I suspect this is going to be quite hard - I don't know of any service which converts latitude and longitude into a time zone name.
- Knowing the standard offset and DST offset doesn't help, as you won't know when they apply.
- Knowing just the country (or even country and language) doesn't help, as you won't know the region.
- Even with the exact position, you'd have to have a pretty accurate service to map every possible point on earth to the correct time zone
You might be best off using some heuristics to guess which set of time zones are possible, and then ask the user which one it actually is. Currently your best bet is probably to use TimeZoneInfo
: when Noda Time is ready for production use, that would be a better bet. (I hope - it's my project.)

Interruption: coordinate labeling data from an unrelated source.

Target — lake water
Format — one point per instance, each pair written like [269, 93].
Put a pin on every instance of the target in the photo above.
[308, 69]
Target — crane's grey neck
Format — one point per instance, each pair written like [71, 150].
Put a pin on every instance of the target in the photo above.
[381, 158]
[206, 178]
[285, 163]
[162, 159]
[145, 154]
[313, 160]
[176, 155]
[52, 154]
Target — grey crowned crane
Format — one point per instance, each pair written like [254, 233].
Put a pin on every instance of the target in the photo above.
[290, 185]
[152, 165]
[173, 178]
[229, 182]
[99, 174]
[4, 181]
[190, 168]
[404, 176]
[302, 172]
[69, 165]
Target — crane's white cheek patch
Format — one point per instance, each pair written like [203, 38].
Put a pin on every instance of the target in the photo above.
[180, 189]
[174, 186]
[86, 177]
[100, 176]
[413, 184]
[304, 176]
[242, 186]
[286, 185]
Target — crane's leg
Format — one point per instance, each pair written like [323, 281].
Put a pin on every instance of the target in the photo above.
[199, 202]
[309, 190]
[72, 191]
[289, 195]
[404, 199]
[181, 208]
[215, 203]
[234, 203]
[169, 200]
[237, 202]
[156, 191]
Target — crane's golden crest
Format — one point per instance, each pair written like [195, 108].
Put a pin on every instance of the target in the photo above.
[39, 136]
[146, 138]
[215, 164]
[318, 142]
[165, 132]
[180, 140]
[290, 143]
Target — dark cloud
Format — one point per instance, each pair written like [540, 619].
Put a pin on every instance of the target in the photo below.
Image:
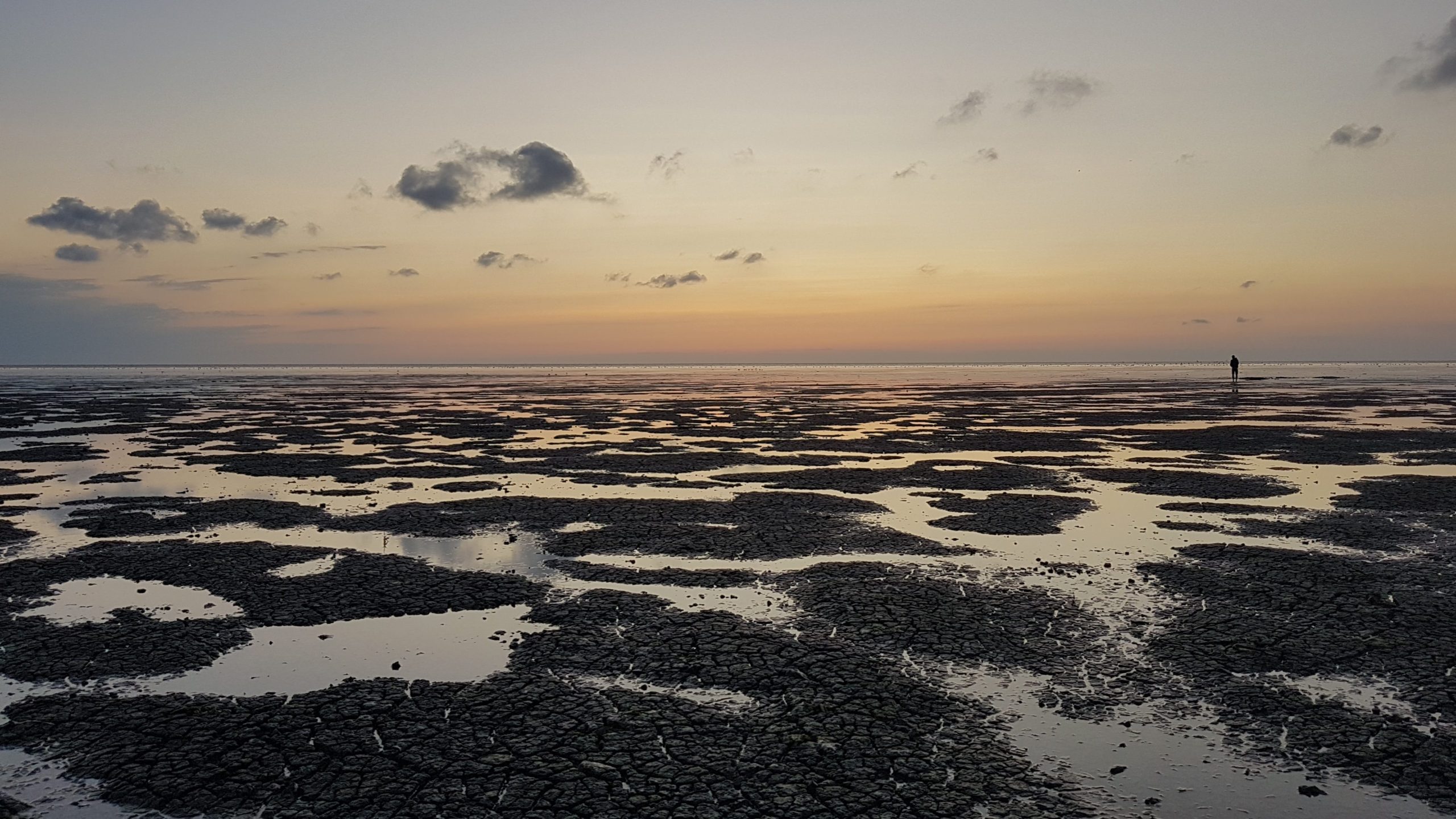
[1441, 63]
[1355, 136]
[667, 165]
[1056, 89]
[497, 258]
[77, 254]
[321, 250]
[266, 226]
[913, 169]
[144, 222]
[670, 280]
[966, 110]
[223, 219]
[535, 171]
[183, 283]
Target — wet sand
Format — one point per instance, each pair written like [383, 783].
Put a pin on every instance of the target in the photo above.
[729, 592]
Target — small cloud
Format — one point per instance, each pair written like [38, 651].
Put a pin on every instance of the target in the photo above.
[223, 219]
[666, 165]
[1355, 136]
[669, 280]
[1439, 59]
[1056, 89]
[535, 171]
[913, 169]
[183, 283]
[266, 226]
[966, 110]
[77, 254]
[495, 258]
[143, 222]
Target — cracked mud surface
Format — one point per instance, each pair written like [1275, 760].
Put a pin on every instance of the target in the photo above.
[717, 592]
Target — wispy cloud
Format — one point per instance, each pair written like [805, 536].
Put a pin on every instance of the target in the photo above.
[1056, 89]
[184, 283]
[673, 280]
[966, 110]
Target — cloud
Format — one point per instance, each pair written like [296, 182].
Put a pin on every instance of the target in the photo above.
[223, 219]
[966, 110]
[266, 226]
[144, 222]
[666, 165]
[670, 280]
[64, 322]
[1355, 136]
[1441, 63]
[535, 171]
[495, 258]
[183, 283]
[77, 254]
[913, 169]
[1056, 89]
[319, 250]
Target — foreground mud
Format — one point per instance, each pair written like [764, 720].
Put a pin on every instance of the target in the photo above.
[727, 594]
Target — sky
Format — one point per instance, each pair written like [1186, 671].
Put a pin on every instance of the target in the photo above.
[829, 181]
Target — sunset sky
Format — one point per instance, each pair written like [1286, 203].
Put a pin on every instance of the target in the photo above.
[731, 181]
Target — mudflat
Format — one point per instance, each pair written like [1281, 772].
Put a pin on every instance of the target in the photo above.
[729, 592]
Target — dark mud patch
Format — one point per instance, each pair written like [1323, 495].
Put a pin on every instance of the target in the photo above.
[932, 474]
[1251, 611]
[131, 643]
[1008, 514]
[828, 732]
[704, 577]
[893, 610]
[1190, 484]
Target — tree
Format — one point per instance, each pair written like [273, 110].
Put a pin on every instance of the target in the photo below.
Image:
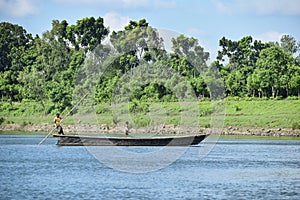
[14, 41]
[274, 62]
[87, 33]
[189, 56]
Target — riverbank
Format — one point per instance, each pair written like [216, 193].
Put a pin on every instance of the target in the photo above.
[169, 129]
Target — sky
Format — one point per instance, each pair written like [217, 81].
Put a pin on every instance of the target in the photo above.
[206, 20]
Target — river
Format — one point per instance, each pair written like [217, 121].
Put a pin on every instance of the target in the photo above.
[234, 169]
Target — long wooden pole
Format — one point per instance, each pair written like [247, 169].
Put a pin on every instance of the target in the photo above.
[43, 140]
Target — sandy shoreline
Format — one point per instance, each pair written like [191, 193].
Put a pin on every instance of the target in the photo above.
[155, 130]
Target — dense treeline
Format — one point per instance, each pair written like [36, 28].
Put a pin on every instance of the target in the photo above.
[46, 68]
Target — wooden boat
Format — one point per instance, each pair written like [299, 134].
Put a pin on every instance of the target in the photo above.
[85, 140]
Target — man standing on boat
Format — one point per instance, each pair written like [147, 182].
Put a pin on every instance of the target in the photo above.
[57, 124]
[126, 128]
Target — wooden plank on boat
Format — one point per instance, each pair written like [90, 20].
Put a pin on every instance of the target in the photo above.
[84, 140]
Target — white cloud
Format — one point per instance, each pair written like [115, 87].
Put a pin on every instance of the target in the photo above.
[18, 8]
[271, 36]
[261, 7]
[115, 21]
[114, 4]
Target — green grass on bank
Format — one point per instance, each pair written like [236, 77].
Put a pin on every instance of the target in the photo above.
[235, 113]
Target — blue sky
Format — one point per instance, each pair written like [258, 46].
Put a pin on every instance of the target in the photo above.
[206, 20]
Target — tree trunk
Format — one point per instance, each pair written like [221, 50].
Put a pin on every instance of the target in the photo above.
[273, 92]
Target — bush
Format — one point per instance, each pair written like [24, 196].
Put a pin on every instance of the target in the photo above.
[1, 120]
[292, 98]
[136, 106]
[100, 109]
[295, 125]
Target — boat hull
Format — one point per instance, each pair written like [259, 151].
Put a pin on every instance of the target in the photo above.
[81, 140]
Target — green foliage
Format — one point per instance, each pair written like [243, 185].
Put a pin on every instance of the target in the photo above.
[136, 106]
[295, 125]
[1, 120]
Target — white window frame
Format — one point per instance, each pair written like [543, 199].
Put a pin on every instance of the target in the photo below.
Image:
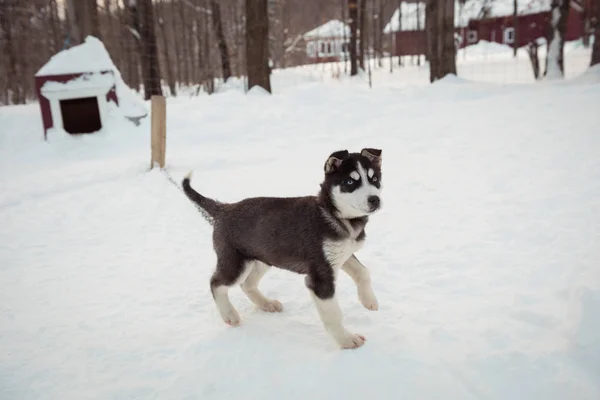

Once you've got a TimeZoneInfo
(or the Noda Time ITimeZone
) the rest is relatively easy using DateTime
or DateTimeOffset
(or ZonedDateTime
in Noda). It's getting the time zone correctly to start with which is tricky.
EDIT: I've just found this SO question which suggests that Geonames may be your friend. I wouldn't be surprised if that supplied you with an Olson time zone name though - so you'll either have to use a converter to work out the Windows time zone ID, or something similar. (Let me know if you're interested in using a pre-release of Noda; this bit of it is pretty stable AFAIK.)
Note that your question cannot be answered with certainty due to political changes. Sometimes governments will make changes to time zones with very little warning. A couple of years ago, Argentina gave 11 days notice that they weren't going to observe DST, for example. Also, political boundaries can move over time. Basically you've got to hope that doesn't happen.